Decision Trees
- class sealion.decision_trees.DecisionTree(max_branches=inf, min_samples=1)
Decision Trees are powerful algorithms that create a tree by looking at the data and finding what questions are best to ask? For example if you are trying to predict whether somebody has cancer it may ask, “Do they have cells with a
size >= 5
?” or “Is there any history of smoking or drinking in the family?” These algorithms can easily fit most datasets, and are very well capable of overfitting (luckily we offer some parameters to help with that.)If you are going to be using categorical features with this Decision Tree, make sure to one hot encode it. You can do that with the
one_hot()
function in the utils module.This Decision Tree class doesn’t support regression, or any labels that have continuous values. It is only for classification tasks. The reason this is such is because most curves and lines can be formed or modeled better with regression algorithms (Linear, Polynomial, Ridge, etc. are all available in the regression module) or neural networks. Decision Trees will typically overfit on such tasks.

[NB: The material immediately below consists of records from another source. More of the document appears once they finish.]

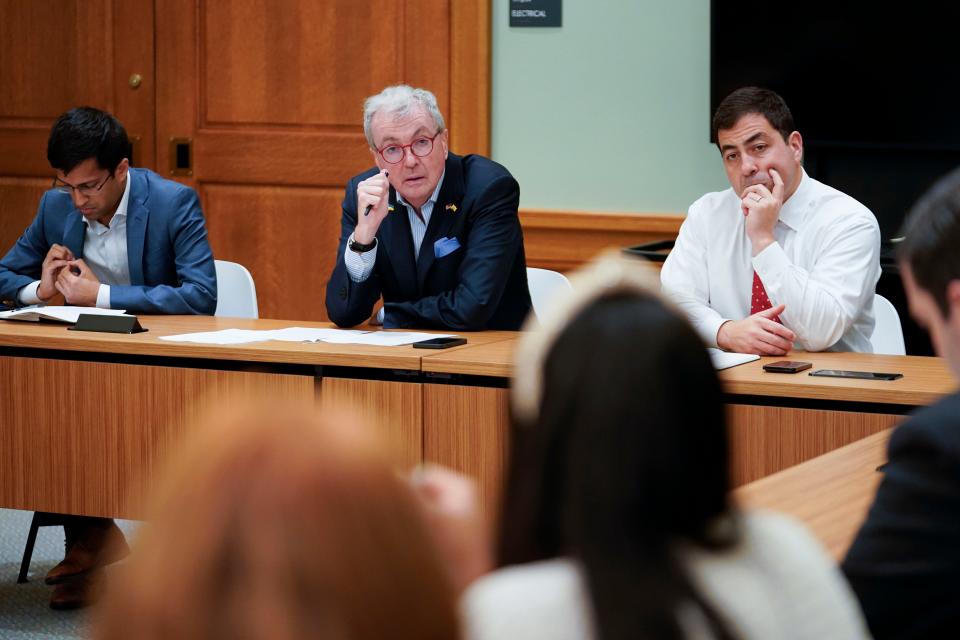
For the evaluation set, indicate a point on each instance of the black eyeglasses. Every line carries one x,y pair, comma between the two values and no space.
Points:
83,189
422,146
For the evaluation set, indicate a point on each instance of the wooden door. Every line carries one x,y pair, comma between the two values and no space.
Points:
58,54
268,95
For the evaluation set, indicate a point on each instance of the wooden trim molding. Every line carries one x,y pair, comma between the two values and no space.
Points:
564,240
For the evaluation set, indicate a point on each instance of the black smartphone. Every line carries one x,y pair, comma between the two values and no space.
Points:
439,343
787,366
859,375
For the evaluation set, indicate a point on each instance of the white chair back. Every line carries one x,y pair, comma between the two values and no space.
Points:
887,335
236,292
544,286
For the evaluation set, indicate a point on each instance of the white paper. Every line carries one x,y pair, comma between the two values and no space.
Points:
385,338
304,334
246,336
726,359
62,314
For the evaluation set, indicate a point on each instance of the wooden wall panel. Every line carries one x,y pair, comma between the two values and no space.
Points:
96,454
466,429
394,409
286,237
469,112
18,205
296,62
43,81
765,440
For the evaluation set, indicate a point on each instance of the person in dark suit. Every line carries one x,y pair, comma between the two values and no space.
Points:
109,236
436,234
905,562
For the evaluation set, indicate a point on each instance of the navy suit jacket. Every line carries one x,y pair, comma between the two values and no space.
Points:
480,285
904,564
171,264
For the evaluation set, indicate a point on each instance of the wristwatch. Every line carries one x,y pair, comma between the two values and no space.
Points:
361,248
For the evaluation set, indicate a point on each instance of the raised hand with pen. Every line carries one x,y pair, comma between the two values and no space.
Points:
57,258
373,195
78,284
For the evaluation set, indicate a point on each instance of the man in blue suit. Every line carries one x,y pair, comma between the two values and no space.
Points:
109,236
436,234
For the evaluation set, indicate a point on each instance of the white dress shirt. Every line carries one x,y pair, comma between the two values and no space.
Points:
360,265
824,266
104,251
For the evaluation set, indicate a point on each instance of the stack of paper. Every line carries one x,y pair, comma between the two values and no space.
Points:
303,334
726,359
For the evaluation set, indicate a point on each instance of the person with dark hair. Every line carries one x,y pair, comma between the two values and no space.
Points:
111,236
277,522
436,235
779,259
904,564
616,519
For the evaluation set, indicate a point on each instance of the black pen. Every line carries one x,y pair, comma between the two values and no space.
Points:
366,211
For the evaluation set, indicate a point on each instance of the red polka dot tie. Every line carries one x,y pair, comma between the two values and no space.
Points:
758,297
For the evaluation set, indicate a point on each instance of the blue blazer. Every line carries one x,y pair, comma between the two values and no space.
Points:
471,273
171,264
904,564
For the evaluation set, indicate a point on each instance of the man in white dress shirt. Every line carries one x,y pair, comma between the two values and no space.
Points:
779,260
116,237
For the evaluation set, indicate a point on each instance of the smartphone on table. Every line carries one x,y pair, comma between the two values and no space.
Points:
858,375
439,343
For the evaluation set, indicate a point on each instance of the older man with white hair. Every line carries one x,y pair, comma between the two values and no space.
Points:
436,234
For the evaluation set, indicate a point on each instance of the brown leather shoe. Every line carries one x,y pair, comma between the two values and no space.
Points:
79,592
95,547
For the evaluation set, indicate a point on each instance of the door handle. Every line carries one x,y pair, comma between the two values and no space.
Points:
181,156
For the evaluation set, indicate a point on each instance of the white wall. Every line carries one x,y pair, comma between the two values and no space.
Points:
609,112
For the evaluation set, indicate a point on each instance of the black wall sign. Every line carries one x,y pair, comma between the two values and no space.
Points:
535,13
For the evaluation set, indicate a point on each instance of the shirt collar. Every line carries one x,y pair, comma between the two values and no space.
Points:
433,197
795,209
121,211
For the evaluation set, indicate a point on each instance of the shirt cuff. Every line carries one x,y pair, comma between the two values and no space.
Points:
103,297
359,265
28,295
770,264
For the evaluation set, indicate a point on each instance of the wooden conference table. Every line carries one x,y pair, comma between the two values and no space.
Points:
86,416
830,494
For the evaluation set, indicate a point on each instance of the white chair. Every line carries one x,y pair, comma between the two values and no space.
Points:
236,292
544,286
887,335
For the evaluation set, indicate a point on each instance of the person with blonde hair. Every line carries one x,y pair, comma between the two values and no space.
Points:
282,524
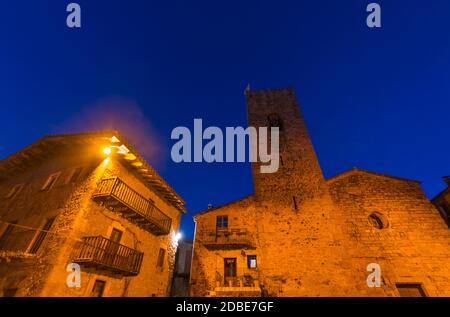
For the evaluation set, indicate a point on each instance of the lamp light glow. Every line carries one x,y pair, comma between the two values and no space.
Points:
107,150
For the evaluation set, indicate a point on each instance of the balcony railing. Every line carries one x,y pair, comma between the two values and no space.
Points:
118,196
227,239
241,286
105,254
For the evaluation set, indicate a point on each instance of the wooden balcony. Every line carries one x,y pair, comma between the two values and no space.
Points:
104,254
119,197
241,286
228,239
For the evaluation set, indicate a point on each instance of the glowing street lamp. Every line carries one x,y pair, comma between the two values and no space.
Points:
107,150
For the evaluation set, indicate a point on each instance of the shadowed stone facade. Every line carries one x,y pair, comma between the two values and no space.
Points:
300,234
125,255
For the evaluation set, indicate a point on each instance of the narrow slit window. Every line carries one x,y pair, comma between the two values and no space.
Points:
51,180
4,238
161,256
41,236
14,191
75,175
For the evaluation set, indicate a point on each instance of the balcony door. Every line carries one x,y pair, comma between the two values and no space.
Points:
112,247
229,271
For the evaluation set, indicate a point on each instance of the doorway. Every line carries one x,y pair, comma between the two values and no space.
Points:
229,271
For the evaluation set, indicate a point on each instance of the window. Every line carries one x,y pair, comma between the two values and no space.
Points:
251,261
410,290
161,255
275,121
51,180
41,236
378,220
187,261
116,235
229,268
75,175
10,292
98,289
6,234
295,202
221,222
14,191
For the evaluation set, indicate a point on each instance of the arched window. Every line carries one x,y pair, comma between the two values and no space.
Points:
275,121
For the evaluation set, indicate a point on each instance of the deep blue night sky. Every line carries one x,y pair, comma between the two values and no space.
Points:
378,99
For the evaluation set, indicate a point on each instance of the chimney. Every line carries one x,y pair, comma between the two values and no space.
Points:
446,180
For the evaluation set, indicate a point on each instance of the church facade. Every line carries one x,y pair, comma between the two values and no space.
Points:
300,234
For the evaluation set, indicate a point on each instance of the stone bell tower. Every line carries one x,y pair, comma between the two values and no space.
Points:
299,176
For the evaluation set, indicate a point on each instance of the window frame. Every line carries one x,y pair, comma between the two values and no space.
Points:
70,180
51,181
14,191
221,222
40,236
249,257
161,258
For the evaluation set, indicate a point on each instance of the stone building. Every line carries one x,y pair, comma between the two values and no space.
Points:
182,270
300,234
85,215
442,201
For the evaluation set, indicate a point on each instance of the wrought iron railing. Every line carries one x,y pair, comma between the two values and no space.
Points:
227,239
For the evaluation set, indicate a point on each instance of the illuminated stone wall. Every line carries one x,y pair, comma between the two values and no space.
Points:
44,274
313,236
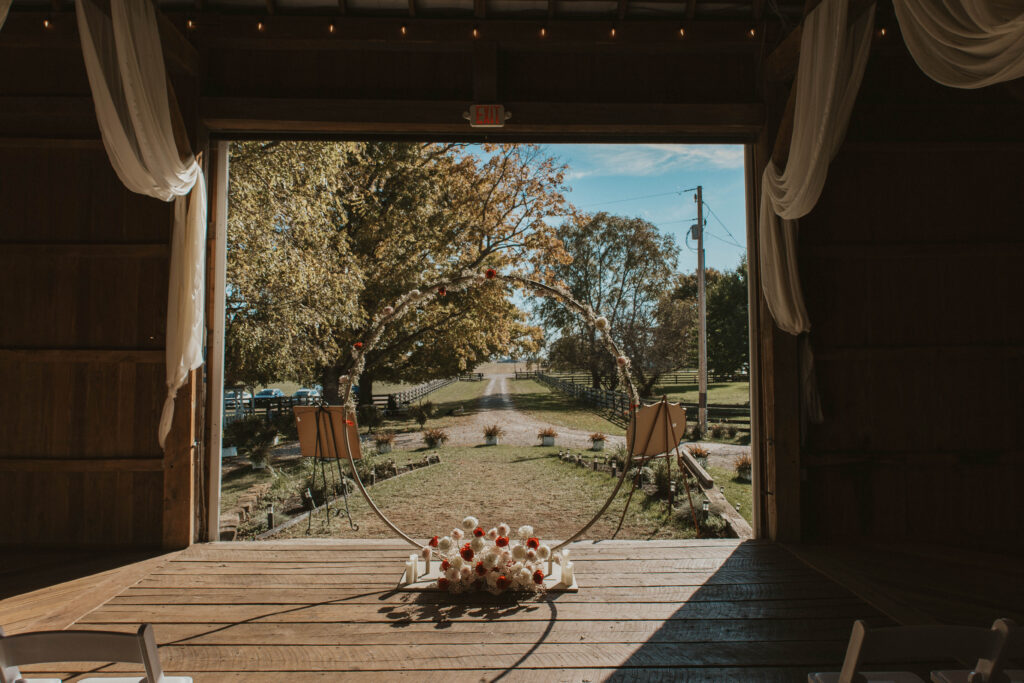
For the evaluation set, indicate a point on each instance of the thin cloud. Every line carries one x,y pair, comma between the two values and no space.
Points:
641,160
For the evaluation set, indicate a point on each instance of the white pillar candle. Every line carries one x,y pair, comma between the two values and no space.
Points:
567,573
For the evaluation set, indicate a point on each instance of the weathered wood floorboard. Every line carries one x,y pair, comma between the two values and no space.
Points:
701,610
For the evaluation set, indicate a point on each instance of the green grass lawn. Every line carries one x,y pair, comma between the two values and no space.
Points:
514,484
542,402
445,400
735,491
719,393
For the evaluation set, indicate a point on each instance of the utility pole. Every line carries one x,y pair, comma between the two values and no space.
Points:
702,315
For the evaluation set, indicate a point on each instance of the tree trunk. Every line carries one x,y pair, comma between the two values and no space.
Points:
366,389
329,378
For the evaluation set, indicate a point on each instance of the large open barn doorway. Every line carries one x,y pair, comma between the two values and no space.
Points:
315,239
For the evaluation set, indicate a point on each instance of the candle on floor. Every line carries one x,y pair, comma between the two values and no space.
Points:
567,569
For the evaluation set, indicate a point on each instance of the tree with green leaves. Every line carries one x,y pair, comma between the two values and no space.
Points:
622,267
323,236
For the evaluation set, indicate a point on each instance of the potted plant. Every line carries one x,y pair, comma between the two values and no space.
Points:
743,465
492,433
547,436
383,440
435,437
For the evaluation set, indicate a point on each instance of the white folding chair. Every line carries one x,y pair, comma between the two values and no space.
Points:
904,644
991,668
54,646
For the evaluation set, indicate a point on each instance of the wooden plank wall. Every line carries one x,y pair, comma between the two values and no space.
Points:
911,266
83,295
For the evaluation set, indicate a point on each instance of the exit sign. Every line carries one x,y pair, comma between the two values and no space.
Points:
486,116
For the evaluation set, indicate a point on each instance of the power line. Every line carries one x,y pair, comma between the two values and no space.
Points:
734,241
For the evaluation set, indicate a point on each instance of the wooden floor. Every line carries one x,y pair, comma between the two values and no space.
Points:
682,610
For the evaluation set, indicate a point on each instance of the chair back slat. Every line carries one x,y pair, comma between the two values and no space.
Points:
54,646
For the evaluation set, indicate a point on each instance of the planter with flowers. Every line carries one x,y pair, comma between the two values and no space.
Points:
492,433
383,441
496,560
547,436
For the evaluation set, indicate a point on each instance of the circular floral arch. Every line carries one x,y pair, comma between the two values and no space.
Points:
467,281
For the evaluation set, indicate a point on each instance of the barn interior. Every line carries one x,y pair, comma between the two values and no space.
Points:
900,506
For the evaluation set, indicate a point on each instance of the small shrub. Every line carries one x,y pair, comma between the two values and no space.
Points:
435,437
547,431
494,431
370,417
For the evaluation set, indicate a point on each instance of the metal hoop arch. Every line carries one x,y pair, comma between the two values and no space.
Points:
466,281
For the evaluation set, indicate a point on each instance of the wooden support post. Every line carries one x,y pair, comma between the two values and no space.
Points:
179,475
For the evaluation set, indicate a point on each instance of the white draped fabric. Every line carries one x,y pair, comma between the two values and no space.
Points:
965,43
125,66
833,56
4,8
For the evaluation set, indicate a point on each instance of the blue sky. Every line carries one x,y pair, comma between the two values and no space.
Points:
621,178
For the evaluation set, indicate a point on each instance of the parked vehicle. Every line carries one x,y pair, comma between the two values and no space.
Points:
270,393
230,398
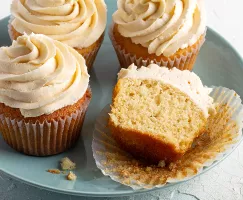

- __init__(max_branches=inf, min_samples=1)
- Parameters
max_branches – maximum number of branches for the decision tree
min_samples – minimum number of samples in a branch for the branch to split
- average_branches()
- Returns
an estimate of how many branches the decision tree has right now with its current parameters.
- evaluate(x_test, y_test)
- Parameters
x_test – 2D testing data.
y_test – 1D testing labels.
- Returns
accuracy score.
- fit(x_train, y_train)
- Parameters
x_train – training data - 2D (make sure to one_hot categorical features)
y_train – training labels
- Returns
- give_tree(tree)
- Parameters
tree – a tree made by you or given by give_best_tree in the RandomForest module
- Returns
None, just that the tree you give is now the tree used by the decision tree.
- predict(x_test)
- Parameters
x_test – 2D prediction data.
- Returns
predictions in 1D vector/list.
- return_tree()
- Returns
the tree inside (if you want to look at it)
- visualize_evaluation(y_pred, y_test)
- Parameters
y_pred – predictions given by model
y_test – actual labels
- Returns
an image of the predictions and the labels.